Edens bought all the buildings that my partner had. They bought six buildings and a couple of parking lots in their area. Then they brought in some bigger names like Patagonia, Burton.

They’re a large group out of D.C. and they’ve done a lot of development there and in Texas. It’s kind of created a different vibe down here, though.

I think it’s a little too commercial now. It used to be a little gritty down here, which I liked.

On the rise of remote work: You used to have to circle the block like 10 times just to get a parking space, but now it’s pretty easy. We used to be open for lunch, but we started closing for lunch last summer partly because of that. And the weather, it was just so hot. And it helped us save on labor too.

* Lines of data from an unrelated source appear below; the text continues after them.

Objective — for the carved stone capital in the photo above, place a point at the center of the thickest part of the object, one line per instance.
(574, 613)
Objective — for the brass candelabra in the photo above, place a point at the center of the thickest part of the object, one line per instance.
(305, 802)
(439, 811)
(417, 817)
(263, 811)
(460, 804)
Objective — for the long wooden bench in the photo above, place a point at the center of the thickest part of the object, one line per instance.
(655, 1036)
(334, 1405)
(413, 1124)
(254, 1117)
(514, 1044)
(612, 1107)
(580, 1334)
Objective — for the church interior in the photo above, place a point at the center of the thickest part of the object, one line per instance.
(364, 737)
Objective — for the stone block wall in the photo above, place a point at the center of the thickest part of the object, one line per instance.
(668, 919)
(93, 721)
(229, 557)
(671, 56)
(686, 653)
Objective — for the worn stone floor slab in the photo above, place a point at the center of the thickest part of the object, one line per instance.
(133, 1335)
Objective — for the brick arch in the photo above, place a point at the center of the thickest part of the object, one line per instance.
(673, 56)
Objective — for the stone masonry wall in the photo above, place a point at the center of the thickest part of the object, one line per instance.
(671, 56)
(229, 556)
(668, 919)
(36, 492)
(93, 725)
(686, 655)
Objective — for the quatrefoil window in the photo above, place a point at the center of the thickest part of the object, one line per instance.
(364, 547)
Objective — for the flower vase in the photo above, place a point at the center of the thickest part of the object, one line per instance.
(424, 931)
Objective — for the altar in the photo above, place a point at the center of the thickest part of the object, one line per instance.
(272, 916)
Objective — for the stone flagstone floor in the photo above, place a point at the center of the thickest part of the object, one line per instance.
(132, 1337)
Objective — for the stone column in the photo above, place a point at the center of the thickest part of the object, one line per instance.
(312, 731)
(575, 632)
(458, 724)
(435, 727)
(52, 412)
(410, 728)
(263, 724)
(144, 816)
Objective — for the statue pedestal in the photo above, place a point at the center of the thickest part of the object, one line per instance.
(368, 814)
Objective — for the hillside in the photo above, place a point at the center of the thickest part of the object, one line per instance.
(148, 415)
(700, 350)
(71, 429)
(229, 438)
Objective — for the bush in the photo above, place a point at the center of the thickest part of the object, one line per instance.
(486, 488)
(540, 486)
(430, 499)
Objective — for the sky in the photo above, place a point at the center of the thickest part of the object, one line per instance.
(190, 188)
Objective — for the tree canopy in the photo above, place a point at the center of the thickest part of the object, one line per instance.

But it’s just different now. ​​I remember in the ’80s working at a restaurant in San Francisco, and almost every table for lunch had a bottle of wine on the table. You don’t see that anymore.

inside sushi rama scaled

Inside Sushi-Rama’s sole remaining location in RiNo. (Max Scheinblum/BusinessDen)

On the contentious relationship between the restaurant industry and the city: I think it’s always been that way. I’m not saying that the city doesn’t see the importance of restaurants. But I think they put us on the back burner, no pun intended. They have other things. They have the unhoused — that’s a big campaign for the mayor.

There’s that big stink about the BRT going down in Colfax. Those businesses are going to suffer too, if they haven’t already. To close the main thoroughfare of the longest street in the country, to close that down, or at least a piece of it, you’re going to see a lot more restaurants closing or just businesses closing in 2025.

Restaurants help the city thrive. It brings in tax money, but it activates the city. Because most people, when they travel to a new city, one of their first things is, “Where am I going to go eat?” And you can’t do that now with fewer options. You’re stuck with the chain restaurants, the Cheesecake Factories downtown.

On rising costs: It just seems like with the restaurant business if it’s not one thing, it’s another. Like now, the bird flu. We put an egg in every bowl of ramen that goes on the table. We used to pay $12 for a case for eggs, which is 15 dozen. Now, we’re paying $85. I foresee other costs going up quickly with tariffs on Canada, Mexico, China. You know, we’re paying maybe 45 bucks a case now for avocados. It’s probably going to double, I would say.